Propos confirmés par Maud Léchot, jeune chasseuse d’Orvin, qui indique que depuis le retour du lynx, les effectifs de chevreuils à tirer n’ont pas diminué et que celui des cerfs a même augmenté. «De plus, les ongulés ont retrouvé un comportement plus naturel en étant davantage méfiants à cause de la présence de ces prédateurs.»

 

Sauver les forêts
Ernst Zürcher, ingénieur forestier, s’est, lui, attardé sur le rôle régulateur du loup. «La surpopulation d’ongulés pose problème à nos forêts», affirme-t-il. «Le réchauffement implique une évolution de la gamme des espèces, qui comptent de plus en plus de sapins blancs, de chênes, de sorbiers ou de frênes. Des arbres qu’affectionnent les ongulés, qui mangent les jeunes pousses, empêchant ainsi l’adaptation des forêts.»

Ce phénomène que l’on nomme abroutissement, pourrait diminuer si la population de loups augmentait. Ainsi, le canidé est la solution plutôt que le problème.

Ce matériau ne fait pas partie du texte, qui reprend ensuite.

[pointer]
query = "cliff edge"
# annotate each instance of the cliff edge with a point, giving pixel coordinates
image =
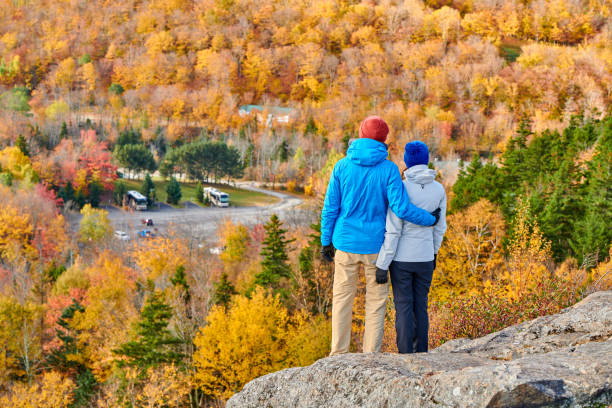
(562, 360)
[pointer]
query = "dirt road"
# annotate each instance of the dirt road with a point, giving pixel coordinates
(202, 223)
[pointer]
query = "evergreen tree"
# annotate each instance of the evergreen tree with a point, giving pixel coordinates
(274, 253)
(154, 344)
(562, 207)
(22, 145)
(224, 290)
(199, 193)
(283, 151)
(476, 182)
(68, 357)
(148, 190)
(308, 264)
(63, 131)
(592, 234)
(95, 189)
(179, 280)
(129, 136)
(173, 190)
(311, 127)
(119, 192)
(66, 193)
(160, 143)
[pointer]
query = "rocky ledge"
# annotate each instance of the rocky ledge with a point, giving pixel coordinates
(562, 360)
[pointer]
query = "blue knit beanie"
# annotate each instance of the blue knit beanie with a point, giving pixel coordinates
(416, 153)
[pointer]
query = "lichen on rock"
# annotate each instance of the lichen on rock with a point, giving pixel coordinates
(562, 360)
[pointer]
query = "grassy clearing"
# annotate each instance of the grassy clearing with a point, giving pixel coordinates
(510, 51)
(238, 197)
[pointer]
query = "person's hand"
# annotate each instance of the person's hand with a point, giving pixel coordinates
(436, 213)
(328, 252)
(382, 276)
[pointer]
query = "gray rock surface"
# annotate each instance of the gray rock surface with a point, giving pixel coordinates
(563, 360)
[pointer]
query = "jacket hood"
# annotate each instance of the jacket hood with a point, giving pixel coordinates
(367, 152)
(420, 174)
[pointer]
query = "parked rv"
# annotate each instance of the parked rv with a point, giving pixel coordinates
(136, 200)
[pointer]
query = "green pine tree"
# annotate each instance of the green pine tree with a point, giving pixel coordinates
(173, 190)
(283, 151)
(22, 145)
(148, 189)
(63, 131)
(224, 290)
(308, 265)
(154, 344)
(475, 182)
(66, 359)
(274, 264)
(199, 193)
(562, 207)
(592, 234)
(95, 190)
(119, 192)
(66, 193)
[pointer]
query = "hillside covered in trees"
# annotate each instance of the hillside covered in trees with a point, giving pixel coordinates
(456, 74)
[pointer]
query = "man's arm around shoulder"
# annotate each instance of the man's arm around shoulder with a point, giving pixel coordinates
(400, 203)
(331, 207)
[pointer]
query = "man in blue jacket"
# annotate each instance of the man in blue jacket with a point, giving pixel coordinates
(363, 185)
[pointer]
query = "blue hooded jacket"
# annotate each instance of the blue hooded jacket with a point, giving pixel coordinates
(363, 185)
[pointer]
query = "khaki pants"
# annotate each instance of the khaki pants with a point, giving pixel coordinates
(345, 286)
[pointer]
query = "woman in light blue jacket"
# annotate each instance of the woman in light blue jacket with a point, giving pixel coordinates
(409, 251)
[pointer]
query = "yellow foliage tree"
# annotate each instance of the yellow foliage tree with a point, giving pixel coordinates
(15, 229)
(109, 312)
(52, 391)
(471, 252)
(13, 160)
(256, 336)
(530, 256)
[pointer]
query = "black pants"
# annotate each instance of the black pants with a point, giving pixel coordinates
(410, 282)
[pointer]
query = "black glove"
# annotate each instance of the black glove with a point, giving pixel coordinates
(436, 213)
(381, 276)
(328, 252)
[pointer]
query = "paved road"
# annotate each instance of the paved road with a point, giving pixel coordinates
(203, 222)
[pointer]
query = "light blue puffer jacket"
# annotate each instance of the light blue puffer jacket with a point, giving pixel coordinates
(361, 188)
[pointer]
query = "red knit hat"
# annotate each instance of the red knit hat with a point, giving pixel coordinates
(374, 127)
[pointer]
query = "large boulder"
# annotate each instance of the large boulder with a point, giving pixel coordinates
(562, 360)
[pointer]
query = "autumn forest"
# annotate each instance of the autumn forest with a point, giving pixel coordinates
(98, 97)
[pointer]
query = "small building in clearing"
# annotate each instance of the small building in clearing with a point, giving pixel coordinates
(268, 114)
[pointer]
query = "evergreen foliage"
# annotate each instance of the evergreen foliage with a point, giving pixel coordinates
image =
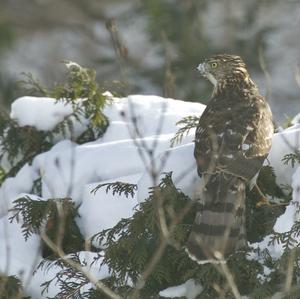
(118, 188)
(186, 124)
(55, 218)
(159, 226)
(11, 288)
(21, 144)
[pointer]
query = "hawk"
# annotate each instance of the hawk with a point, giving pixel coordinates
(232, 140)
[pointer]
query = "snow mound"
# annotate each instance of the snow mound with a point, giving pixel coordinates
(136, 143)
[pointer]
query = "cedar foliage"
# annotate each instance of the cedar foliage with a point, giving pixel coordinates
(21, 144)
(129, 246)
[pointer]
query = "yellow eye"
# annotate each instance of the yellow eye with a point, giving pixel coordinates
(214, 65)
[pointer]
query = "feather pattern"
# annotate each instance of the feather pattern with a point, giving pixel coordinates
(232, 140)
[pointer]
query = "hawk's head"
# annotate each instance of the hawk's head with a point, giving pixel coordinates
(224, 68)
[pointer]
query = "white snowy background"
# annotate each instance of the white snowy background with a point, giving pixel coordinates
(122, 154)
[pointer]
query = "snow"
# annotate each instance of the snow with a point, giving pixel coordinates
(190, 289)
(136, 141)
(42, 113)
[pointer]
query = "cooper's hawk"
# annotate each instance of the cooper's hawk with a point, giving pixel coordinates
(232, 140)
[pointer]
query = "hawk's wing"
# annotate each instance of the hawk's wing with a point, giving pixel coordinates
(233, 138)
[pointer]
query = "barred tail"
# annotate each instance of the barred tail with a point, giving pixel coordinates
(219, 226)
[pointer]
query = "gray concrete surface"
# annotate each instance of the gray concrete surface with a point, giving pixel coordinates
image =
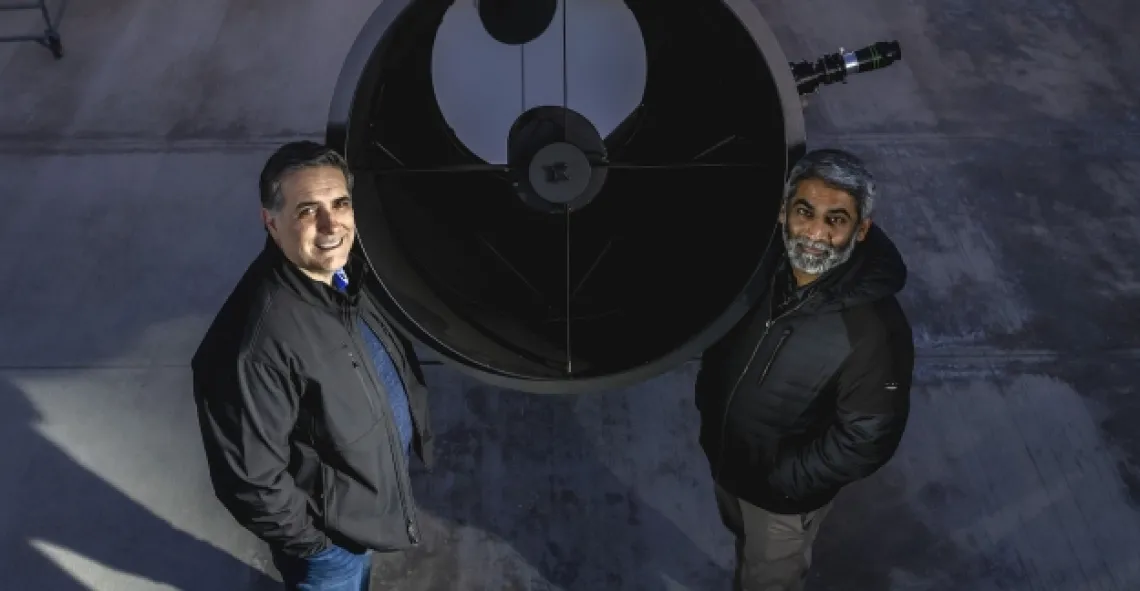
(1007, 144)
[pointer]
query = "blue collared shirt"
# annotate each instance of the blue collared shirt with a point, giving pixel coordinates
(397, 394)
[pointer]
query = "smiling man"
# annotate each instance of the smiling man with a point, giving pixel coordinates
(309, 403)
(811, 390)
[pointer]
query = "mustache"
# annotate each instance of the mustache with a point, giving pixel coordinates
(824, 247)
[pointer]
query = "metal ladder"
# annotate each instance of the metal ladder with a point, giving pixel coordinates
(50, 35)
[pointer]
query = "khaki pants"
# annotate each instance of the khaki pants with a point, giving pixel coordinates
(773, 551)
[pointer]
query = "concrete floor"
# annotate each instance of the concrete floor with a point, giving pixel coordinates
(1008, 144)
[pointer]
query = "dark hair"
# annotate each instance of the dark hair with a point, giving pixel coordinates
(838, 169)
(295, 155)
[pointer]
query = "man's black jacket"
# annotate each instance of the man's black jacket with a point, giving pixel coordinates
(797, 404)
(298, 429)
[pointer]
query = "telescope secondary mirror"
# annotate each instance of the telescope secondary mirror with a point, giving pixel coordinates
(569, 195)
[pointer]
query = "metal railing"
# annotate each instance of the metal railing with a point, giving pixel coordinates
(50, 37)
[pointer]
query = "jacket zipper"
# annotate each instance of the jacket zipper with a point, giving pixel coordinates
(393, 445)
(764, 374)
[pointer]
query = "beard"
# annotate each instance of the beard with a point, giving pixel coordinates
(811, 264)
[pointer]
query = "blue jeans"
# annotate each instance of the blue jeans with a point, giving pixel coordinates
(332, 569)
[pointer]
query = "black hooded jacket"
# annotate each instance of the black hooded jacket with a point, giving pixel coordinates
(797, 403)
(298, 430)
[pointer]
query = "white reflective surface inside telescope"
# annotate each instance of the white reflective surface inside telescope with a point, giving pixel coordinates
(482, 86)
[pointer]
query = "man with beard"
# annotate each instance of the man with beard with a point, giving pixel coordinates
(809, 391)
(309, 403)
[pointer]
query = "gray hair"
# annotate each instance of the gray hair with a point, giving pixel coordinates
(839, 170)
(296, 155)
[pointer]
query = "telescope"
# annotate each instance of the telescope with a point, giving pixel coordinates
(562, 196)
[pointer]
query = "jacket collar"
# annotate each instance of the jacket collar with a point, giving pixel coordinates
(293, 280)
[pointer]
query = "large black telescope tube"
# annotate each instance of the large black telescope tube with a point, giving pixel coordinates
(575, 204)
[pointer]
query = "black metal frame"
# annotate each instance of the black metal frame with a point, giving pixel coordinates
(50, 37)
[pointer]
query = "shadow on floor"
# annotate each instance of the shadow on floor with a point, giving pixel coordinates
(526, 504)
(50, 498)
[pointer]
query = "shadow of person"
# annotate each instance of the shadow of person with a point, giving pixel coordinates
(519, 468)
(49, 498)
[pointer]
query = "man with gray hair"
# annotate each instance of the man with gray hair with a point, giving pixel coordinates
(811, 390)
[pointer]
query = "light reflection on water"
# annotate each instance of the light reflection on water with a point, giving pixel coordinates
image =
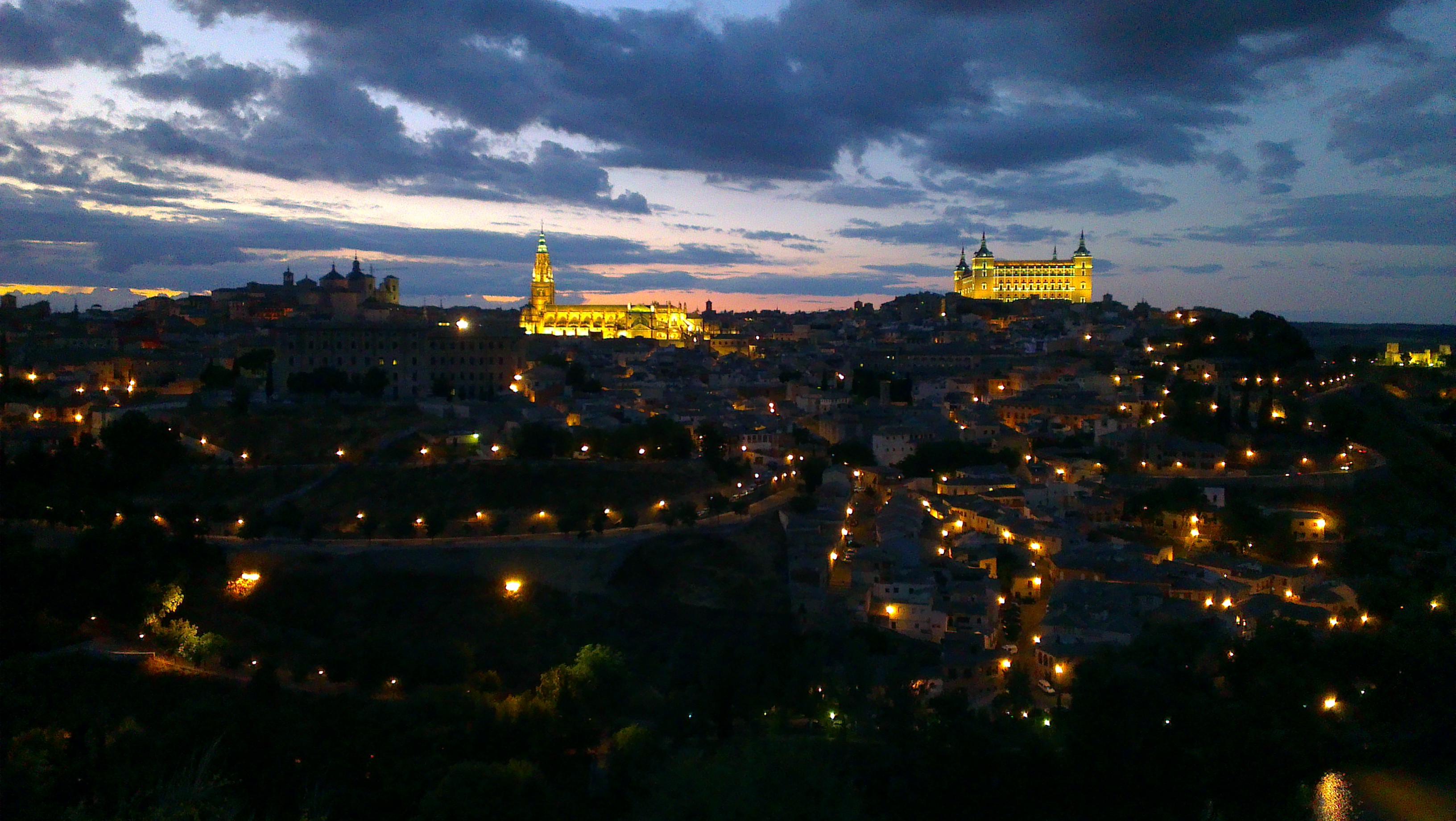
(1336, 800)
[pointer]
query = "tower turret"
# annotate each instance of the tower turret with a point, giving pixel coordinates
(1082, 271)
(544, 284)
(1082, 246)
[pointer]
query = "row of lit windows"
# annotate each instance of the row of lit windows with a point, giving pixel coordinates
(1034, 287)
(331, 344)
(469, 360)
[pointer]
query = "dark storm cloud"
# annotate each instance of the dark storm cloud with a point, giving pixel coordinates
(762, 284)
(321, 126)
(1204, 268)
(782, 96)
(51, 34)
(775, 236)
(956, 226)
(931, 232)
(1379, 219)
(884, 194)
(1278, 166)
(1408, 124)
(207, 83)
(1404, 271)
(83, 175)
(1018, 233)
(209, 238)
(1009, 194)
(1229, 166)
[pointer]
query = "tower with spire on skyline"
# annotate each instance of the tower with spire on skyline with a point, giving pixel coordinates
(544, 283)
(991, 278)
(667, 323)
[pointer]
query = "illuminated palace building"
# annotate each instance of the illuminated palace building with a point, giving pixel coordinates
(663, 322)
(991, 278)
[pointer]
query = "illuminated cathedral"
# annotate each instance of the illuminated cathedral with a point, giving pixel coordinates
(653, 321)
(991, 278)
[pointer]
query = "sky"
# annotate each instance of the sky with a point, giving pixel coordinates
(1296, 158)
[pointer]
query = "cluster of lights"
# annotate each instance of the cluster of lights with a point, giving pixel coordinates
(244, 584)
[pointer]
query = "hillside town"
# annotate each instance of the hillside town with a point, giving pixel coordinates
(1015, 485)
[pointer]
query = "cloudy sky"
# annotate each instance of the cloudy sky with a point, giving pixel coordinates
(1289, 156)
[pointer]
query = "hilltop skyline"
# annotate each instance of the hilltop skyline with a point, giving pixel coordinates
(772, 155)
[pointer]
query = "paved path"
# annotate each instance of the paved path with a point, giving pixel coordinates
(618, 536)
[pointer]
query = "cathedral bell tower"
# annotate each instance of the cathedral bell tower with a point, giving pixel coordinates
(544, 286)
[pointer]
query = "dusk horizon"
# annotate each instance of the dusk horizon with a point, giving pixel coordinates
(801, 155)
(727, 410)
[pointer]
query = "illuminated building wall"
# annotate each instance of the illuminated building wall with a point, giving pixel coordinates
(991, 278)
(663, 322)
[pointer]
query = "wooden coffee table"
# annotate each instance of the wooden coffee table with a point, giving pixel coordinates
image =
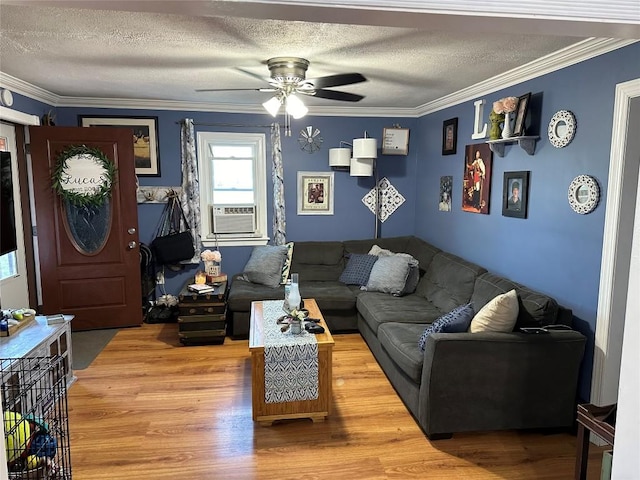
(316, 410)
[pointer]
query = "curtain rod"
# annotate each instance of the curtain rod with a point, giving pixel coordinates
(228, 125)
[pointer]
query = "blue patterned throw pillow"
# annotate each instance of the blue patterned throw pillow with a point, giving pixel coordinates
(456, 321)
(358, 269)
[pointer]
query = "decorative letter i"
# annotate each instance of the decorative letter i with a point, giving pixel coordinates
(479, 104)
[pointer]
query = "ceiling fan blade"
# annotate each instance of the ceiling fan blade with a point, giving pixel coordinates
(335, 95)
(237, 90)
(337, 80)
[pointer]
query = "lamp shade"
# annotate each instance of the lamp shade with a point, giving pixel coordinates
(365, 148)
(339, 157)
(361, 167)
(272, 106)
(295, 107)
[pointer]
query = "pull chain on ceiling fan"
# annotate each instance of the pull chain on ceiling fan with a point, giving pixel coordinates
(288, 80)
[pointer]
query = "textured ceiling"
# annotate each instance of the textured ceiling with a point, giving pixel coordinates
(151, 54)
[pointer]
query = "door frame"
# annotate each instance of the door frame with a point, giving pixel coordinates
(616, 251)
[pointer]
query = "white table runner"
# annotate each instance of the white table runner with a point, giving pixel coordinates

De l’avis général, il faut aider les paysans, les pêcheurs et les collectivités à mettre en place des mesures de prévention adéquates, et non accepter une loi menaçant la biodiversité. «Car le loup n’est pas un danger pour l’homme. C’est bien connu, c’est l’homme qui est un loup pour l’homme», conclut Philippe Grosvernier.